There is surely no reason to suppose that the actions of scientists and tycoons at this moment are less trancelike than those of the Dagwood commuter. Physics is now, directly, politics. But the physicist can't any more get reasonableness and order into atomic politics than a university president can get them into mass education. The sort of rationalism and order which finally recommends itself to these men is that which Fortune pumps for. The rationalism of the machine. It is a pseudo-order. But, they say, "it's the best we can get now." And it's quite true that once the bulk of society has been pulped into passivity by brainless routines imposed from above by industrial logic, then the greatest philosopher-king would be a tyrant such as Priscus Tarquin.

So the process of renewal can't come from above. It can only take the form of reawakened critical faculties. The untrancing of millions of individuals by millions of individual acts of the will. Psychological decentralization. A merely provisional image of how it might (not how it should) occur could be formed by supposing every mechanical agency of communication in the world to be suspended for six months. No press. No radio. No movies. Just people finding out who lived near them. Forming small communities within big cities. It would be agony. All psychological drugs cut off. No capsulated thoughts or melodies. To say that anything like this could never happen, or that it should never be allowed to happen is a remark worthy of those mesmerized practical men who are efficiently arranging for the obsequies of our world's mind and body alike, If something like this doesn't happen it is quite plain what will happen.

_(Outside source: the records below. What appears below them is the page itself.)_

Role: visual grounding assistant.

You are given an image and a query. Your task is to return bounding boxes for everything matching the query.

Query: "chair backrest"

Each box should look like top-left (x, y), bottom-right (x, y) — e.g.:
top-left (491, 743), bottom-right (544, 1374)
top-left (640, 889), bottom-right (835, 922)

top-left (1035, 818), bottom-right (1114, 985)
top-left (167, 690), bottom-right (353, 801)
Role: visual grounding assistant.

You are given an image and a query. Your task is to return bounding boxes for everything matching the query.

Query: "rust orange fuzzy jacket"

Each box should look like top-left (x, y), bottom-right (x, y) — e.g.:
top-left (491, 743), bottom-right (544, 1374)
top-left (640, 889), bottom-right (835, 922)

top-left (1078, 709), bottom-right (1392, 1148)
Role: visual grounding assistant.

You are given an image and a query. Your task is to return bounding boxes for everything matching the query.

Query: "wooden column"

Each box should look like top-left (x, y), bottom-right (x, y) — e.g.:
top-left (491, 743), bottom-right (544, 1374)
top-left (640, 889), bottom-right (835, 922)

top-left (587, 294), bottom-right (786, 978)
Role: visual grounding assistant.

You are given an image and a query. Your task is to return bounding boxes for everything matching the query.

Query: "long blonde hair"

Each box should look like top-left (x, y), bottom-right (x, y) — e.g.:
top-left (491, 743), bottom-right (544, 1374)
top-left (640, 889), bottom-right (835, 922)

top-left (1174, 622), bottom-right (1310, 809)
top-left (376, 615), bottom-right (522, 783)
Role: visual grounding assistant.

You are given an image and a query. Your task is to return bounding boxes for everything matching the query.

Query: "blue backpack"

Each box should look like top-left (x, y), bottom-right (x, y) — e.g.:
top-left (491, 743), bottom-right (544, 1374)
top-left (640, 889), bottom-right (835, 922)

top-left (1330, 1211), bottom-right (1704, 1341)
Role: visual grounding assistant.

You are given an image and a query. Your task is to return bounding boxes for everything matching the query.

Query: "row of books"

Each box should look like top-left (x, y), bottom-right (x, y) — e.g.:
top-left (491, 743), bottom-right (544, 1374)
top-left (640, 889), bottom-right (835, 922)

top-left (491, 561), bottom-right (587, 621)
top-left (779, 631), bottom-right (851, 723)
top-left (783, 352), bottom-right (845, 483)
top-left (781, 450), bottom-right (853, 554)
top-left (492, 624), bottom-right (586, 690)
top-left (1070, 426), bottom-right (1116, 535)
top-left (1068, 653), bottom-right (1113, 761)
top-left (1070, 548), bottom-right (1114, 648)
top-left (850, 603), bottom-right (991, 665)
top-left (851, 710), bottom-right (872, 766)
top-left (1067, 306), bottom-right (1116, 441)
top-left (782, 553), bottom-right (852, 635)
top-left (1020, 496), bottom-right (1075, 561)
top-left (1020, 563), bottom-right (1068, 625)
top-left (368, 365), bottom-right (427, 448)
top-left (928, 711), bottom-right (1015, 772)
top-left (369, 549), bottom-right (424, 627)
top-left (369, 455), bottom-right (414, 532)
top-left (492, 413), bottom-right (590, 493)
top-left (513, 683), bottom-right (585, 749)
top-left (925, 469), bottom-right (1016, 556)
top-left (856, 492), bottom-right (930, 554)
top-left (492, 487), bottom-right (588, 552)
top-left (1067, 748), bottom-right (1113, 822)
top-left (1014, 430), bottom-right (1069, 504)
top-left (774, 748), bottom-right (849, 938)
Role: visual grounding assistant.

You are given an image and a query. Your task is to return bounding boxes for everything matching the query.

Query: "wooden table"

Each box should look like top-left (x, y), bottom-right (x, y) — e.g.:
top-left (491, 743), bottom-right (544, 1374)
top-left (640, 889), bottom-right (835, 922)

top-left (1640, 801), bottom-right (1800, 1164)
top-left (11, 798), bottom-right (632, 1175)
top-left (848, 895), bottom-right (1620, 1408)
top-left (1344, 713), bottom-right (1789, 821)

The only practical problem which remains today is that of restoring human dimensions so that a merely human order can be come relevant and practical once more. It is obvious that, humbly envisaged, the machine could have helped to do this, But any rational hope in that quarter is now gone. The machine is power. And practical politics mean quite simply that the machine must assume increasingly its most powerful form. The shape and rational form of man is now irrelevant. The will of all society has persisted in this direction for more than a century. Enthusiastic abdication on behalf of the machine. Eager embrace of man when deloused of his humanity by technics. That is the impatient wish, the wider hope embedded in the Luce publications examined here.

Thus, announcing Life as "America's most potent editorial force" in the January 1940 issue, Fortune tells us that after 20,000 interviews it is possible now "to replace undependable conjecture with dependable knowledge," and also that Life has 19,800,000 readers. Such absurd knowledge is a type of the dependable bomb proof coffins which are now ready for all of us. The abject ant-like industry by which this "knowledge" is acquired is worthy of the mortician-like smile with which it is communicated and employed. Wherever this kind of certitude is sought or valued will be found a socially destructive force and hatred of man. It is time we knew how to recognize the universal new flunkeyism. That of the human beings who, contemptuous of their own humanity, professedly look for a serial number and hope to get a hair of the dog that bit them.